Je ne pensais pas, en sous-titrant ces pages Journal post-partum, qu'il y aurait une deuxième grossesse : les neuf mois qu'il m'ont été nécessaires depuis mon dernier post pour accoucher de la décision de laisser tomber toute velléité d'édition. Il ne restait plus que le fil ténu des échanges avec Serge Safran, il a cassé en septembre 2025 - après un an et demi de tension ! Sur 5 ans il y aura eu 6 refus et 21 silences d'éditeurs, le compte est bon..

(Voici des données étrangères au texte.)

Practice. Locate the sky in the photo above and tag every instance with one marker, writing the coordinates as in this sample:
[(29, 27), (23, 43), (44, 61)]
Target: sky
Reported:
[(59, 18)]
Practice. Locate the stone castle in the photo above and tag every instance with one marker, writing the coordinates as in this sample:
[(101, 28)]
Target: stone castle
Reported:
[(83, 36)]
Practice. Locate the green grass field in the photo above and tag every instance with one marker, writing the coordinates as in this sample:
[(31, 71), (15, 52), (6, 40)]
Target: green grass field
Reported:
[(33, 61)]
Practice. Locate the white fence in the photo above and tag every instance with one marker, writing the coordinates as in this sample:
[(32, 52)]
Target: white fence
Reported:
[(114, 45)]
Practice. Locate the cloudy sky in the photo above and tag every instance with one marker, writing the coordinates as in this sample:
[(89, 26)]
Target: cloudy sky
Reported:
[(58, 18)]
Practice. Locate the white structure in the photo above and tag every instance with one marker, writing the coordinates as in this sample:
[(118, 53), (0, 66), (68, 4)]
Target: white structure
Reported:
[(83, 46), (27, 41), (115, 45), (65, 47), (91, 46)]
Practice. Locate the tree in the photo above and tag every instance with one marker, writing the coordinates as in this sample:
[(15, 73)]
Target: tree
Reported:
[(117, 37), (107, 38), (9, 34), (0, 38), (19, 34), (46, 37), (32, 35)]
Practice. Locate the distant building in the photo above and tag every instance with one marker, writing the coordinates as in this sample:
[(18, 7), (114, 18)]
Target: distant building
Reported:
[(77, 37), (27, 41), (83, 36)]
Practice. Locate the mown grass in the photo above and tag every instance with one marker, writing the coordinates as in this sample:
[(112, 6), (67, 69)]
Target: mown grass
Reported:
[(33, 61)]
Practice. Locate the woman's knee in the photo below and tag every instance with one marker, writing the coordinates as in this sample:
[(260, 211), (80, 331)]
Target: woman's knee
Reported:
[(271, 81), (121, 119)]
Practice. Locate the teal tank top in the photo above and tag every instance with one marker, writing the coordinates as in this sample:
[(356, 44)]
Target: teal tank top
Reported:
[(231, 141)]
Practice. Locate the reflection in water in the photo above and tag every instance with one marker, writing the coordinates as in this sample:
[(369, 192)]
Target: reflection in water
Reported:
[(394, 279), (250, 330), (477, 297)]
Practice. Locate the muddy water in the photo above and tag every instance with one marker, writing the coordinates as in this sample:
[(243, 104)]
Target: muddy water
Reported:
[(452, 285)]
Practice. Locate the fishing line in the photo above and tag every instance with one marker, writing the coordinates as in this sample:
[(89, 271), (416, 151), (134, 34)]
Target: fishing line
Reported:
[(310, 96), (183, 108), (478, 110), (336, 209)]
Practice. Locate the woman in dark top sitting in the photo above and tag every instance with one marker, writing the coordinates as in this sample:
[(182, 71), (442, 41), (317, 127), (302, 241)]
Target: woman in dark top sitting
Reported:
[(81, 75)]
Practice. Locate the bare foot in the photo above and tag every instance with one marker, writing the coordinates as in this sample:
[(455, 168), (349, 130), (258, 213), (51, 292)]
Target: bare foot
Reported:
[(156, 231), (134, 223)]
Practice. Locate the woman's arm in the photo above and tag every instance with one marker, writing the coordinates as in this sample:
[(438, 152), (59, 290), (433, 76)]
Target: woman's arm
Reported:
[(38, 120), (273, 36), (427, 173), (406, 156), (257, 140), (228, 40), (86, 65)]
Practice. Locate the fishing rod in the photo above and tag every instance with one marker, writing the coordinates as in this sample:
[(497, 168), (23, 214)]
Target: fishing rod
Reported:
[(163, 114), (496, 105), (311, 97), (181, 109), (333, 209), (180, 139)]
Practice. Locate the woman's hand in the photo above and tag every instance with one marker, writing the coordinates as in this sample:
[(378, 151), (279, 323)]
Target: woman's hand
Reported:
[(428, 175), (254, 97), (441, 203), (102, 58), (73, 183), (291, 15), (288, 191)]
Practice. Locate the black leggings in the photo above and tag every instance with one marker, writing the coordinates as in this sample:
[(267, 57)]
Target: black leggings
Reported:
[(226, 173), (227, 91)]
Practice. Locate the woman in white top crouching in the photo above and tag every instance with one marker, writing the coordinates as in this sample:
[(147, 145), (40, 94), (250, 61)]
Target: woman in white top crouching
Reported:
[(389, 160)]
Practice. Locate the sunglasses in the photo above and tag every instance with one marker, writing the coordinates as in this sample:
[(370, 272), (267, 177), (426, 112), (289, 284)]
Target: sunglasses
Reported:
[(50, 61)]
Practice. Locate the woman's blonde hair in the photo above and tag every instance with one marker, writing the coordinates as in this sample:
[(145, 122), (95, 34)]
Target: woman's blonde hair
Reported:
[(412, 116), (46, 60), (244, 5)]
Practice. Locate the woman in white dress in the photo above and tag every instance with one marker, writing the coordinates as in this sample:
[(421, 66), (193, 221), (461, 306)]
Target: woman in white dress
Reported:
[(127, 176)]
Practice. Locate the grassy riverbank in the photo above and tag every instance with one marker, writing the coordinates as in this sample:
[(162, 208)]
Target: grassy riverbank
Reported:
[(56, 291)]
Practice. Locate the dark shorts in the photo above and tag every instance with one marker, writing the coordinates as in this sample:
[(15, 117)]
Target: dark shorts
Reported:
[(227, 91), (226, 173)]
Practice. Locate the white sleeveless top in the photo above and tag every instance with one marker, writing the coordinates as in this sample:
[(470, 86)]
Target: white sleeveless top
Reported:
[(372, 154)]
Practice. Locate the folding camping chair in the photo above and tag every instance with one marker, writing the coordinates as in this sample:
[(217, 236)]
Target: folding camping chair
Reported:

Je reste persuadé que Rester dehors n'est pas un roman plus mauvais que les autres, et même meilleur que certains (j'ai la liste !). Il ne correspond pas à ce que cherchent les éditeurs, soit. Mais que cherchent-ils ? Je ne vais pas me lancer dans la litanie des rancœurs, des lamentations sur le show éditorial. Je ne suis pas, au vu de mon âge et de ma notoriété abyssale, un bon client. C'est certain. J'espérais au moins être un bon auteur, apparemment je ne le suis pas. Il y a parmi les 27 éditeurs contactés deux ou trois qui lisent (disons un ou deux) et je n'ai pas su les accrocher. J'espérais au moins amener quelques lecteurs en compagnie de mes personnages, qu'ils s'y attachent comme je me m'y suis attaché, qu'ils partagent quelques unes des humeurs qui traversent le récit. (Je les ai évoquées précédemment dans ce blog : les îles, l'exil, l'art brut... la liste des Transversales restera à jamais incomplète, il y manquait encore le fraternité, le rapport aux livres et à l'écriture, la nourriture - on mange tellement peu dans la littérature... - et plus je creusais plus je trouvais de thèmes. Tout ça pour ça.)
Je n'irai pas jusqu'à dire que cette porte se referme sans tristesse. Il y a comme un goût de fin d'amour, de lendemain de cuite : une nausée qui n'arrive pas à vous faire regretter ce que vous avez fait. La ferme certitude qu'on ne vous y reprendra pas. Je pense quant à moi que je tiendrai ma promesse de début d'année : ne plus écrire de roman. C'est un trop lourd investissement, c'est trop douloureux. Mais je ne m'interdis pas de continuer ce journal, quitte à le dévoyer. En attendant, je vous laisse avec mes notes de lectures. Elles, personne ne peut faire qu'elles n'existent pas.